Focused HR Resolutions,
Your HR resolutions can help your employees learn how to set SMART goals, and then provide the resources and encouragement needed to accomplish them. You can show your employees that your organization is invested in making their lives better—not just at work, but at home as well.
Focusing on a specific, values-related challenge for each month applies the “Choose, Focus, Finish, Repeat” formula to your organization as a whole, making it easier for your employees to engage with the challenges and see results. These challenges become even more effective when you can tie them to your organization’s values, making them a consistent part of your overall strategy rather than a one-time exercise.
Monthly company updates are great times to introduce and reflect on these value challenges. Making value challenges a consistent practice throughout the year helps employees come to expect them.
It’s also important to share the metrics you’ll be measuring with managers. By doing so, you can ensure everyone is on the same page, working to achieve the same things on the way to your collective goal.
Here are some examples of values-related challenges:
This is a big one right when employees return from the holidays. Last spring, BambooHR set a company goal to get 15 minutes of activity every workday, whether it was an outdoor lunch or a walking work meeting. It wasn’t until mid-November that we finally took down the volleyball net. When employees saw the benefits, we went beyond the required activity challenge and developed a culture of wellness.
Few problems distract employees like financial concerns. Developing a proactive approach to financial literacy for employees can keep today’s “I should save more” from becoming tomorrow’s personal crisis. Consider sponsoring a financial planning course for your employees and tracking attendance. Many benefit providers offer presentations on their program results; partnering with them can make it easier to measure program usage and get an idea of your employees’ financial health.

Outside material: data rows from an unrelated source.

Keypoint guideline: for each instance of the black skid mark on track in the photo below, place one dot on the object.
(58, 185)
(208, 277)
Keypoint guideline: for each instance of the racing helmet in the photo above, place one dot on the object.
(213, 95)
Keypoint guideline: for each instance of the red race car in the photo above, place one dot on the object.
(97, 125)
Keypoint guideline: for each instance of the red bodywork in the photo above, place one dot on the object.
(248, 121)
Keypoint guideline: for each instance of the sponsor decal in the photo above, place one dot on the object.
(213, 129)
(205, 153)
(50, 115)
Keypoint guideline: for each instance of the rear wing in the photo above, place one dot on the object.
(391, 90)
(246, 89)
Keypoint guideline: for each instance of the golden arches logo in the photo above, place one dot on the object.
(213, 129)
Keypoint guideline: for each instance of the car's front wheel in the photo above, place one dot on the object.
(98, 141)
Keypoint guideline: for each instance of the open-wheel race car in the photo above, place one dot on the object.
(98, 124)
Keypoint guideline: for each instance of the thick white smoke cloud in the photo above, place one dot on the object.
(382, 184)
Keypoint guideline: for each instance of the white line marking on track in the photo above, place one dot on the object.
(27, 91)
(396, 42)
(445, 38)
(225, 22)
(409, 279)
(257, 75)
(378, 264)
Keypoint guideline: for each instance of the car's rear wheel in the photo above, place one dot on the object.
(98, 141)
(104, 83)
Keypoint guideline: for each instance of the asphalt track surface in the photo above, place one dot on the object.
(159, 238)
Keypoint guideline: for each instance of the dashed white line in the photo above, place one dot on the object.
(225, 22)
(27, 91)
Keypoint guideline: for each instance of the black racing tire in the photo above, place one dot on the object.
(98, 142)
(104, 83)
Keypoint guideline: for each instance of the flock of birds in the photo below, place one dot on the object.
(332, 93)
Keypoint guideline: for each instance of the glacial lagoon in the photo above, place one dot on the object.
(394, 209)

Helping your employees develop good communication skills does more than make them more effective in your organization. Communication challenges could include exploring how to give and receive honest feedback, taking time each day to practice gratitude, and even seeking out opportunities for volunteer work with the organization’s blessing. As employees internalize these skills and apply them in other parts of their lives, they don’t just become more effective employees. They become better people.
If you develop HR resolutions to support your employees in their growth throughout the year, you can make the first part of January a true epiphany moment for your people—one where they can look at their experience with your organization and see a place where they want to stay, grow, and thrive.